There are many reasons for the desire to share something personal. However, personal implies that the entire conversation is personal. In other words, it is a conversation typically reserved for an audience among family and friends. Precisely who is included in our personal circle? Our thoughts are certainly personal, and yet, the rise in blogging suggests that humans have a need to more widely distribute their own thoughts. Does a blog offer effective contemplation, conversation? Does it provide a necessary and useful format for society? Or should blogs be relegated to personal interest?
Blogs reflect, I believe, the way in which our societal structure has changed over the past thirty to fifty years. Neighborhoods no longer define community. Instead, we create community through schools, interest groups, activities, churches and family structures. As society alters the style of our community, so does our style of communication. In part, these arose simultaneously. For example, we have access to transportation and communication devices with a fair amount of ease. Our ability to text, call, email, or facetime enables us to travel great distances without leaving our homes. It also allows us the freedom to make plans and change them up to the moment. Transportation grants the freedom to make plans in any number of locations. We can visit friends all over the world with relative ease. And while it is not impossible to maintain strong connections through words alone, visiting certainly helps.

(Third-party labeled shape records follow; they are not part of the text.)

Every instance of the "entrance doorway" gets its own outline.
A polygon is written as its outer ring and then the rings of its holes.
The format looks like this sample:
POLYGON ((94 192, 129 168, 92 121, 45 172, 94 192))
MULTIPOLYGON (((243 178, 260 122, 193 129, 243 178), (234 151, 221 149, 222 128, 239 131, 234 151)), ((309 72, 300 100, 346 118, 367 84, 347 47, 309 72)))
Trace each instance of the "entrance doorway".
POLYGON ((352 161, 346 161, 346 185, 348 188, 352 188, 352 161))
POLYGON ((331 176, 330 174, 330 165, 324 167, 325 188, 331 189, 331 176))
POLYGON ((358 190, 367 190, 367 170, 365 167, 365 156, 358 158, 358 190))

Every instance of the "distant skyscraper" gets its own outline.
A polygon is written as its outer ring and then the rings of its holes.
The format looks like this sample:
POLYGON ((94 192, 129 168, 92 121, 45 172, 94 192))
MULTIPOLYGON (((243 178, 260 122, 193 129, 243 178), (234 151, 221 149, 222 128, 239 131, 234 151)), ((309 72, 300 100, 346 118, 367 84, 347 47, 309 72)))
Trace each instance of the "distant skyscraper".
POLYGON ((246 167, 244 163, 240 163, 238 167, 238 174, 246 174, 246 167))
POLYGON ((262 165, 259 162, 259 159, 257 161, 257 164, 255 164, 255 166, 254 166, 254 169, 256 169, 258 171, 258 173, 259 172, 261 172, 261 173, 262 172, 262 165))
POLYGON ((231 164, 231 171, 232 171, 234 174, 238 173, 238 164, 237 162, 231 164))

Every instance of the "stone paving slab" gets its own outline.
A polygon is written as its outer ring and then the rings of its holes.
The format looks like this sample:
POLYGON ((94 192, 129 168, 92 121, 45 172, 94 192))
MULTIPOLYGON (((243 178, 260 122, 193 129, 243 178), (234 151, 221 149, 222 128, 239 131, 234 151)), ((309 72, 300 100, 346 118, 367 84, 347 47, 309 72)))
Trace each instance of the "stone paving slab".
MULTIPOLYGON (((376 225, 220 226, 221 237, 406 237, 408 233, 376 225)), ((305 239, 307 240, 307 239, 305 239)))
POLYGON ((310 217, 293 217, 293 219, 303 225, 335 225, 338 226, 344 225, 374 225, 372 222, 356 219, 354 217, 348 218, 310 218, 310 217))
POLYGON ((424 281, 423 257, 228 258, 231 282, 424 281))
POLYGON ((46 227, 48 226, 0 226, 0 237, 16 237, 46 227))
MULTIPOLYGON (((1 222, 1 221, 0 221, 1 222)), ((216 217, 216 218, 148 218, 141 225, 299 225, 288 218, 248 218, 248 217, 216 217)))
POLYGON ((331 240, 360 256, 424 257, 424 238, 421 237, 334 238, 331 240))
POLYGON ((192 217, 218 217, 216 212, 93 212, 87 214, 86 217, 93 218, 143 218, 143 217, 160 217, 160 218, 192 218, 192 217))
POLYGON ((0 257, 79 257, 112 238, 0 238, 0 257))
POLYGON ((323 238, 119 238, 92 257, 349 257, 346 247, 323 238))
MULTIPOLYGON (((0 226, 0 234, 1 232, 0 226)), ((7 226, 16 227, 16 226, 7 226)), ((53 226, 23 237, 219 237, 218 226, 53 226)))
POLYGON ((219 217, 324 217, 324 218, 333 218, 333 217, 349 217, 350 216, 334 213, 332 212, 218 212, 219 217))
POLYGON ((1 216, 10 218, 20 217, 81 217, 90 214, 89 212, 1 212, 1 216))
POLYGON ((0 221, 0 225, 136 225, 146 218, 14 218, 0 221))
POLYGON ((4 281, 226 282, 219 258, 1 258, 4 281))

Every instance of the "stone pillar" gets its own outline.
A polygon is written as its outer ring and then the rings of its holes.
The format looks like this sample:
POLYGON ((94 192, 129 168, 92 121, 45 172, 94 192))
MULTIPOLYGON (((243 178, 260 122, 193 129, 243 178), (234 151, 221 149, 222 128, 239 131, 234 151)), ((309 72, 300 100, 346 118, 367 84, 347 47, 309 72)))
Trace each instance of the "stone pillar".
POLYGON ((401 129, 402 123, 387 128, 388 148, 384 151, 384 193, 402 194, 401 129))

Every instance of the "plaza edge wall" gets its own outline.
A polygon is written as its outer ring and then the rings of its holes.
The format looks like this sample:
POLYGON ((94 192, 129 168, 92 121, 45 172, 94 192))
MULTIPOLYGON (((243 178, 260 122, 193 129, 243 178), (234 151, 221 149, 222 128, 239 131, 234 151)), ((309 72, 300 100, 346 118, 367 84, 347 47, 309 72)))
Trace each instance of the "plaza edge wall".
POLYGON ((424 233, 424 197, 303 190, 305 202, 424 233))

Having this great power of movement, however, also changes the dynamics of our close relationships. While many studies show a correlation between good health and positive relationships, society continues to rely on social media as one form of relationship. I wonder, therefore, how healthy that relationship is for the human psyche and does it fit the need that we need it to fill?
One potentially problematic aspect of blogs is that the writer can claim anything. For the most part, there is no editor or fact-checker. Whether looking up information about cooking, crafting, politics or historical fact, it is likely that you will stumble upon nearly every side of a coin, regardless of fact. Also, it may be difficult to find the information that you need. Searching for a particular issue, may actually lead you astray. In other words, the reader must do their own homework since searchability and reliability remain unresolved issues of blogs.
Having said that, I believe that blogs provide a space in which we can enhance our levels of contemplation. For example, writing offers many potential benefits. A society which writes must be thinking about a wide variety of issues, entertainments and interests. I like the idea that we can form a web of communication with others whom we do not know, have never met and are unlikely to meet. It has the potential to bring us together in contemplation and discussion, not necessarily in agreement. It seems important to support a society of writers and thinkers. To my mind, this is the best that a blog community can offer: serious contemplation of any subject, coupled by thoughtful commentary.
However, the most glaring drawback of blog community is the lack of personal interaction. Without the handshake, hug, facial expression or physical presence, some people feel it is acceptable to write something that would be deemed inappropriate in a social setting. It is as if we enable an internal editor when speaking publicly, but dissociate ourselves from this very same editing device when speaking electronically. This divide seriously puzzles and frightens me.
I hope that as the blogging community grows, our awareness of socially appropriate speech will re-engage, that we will be reminded of the power of speech, of courtesy and grace. I enjoy presenting my thoughts in dialogue and I appreciate the responses that articulate both thoughtful approval and dissent. While I still much prefer human interaction and direct conversation, I can see the potential service that blogs may provide.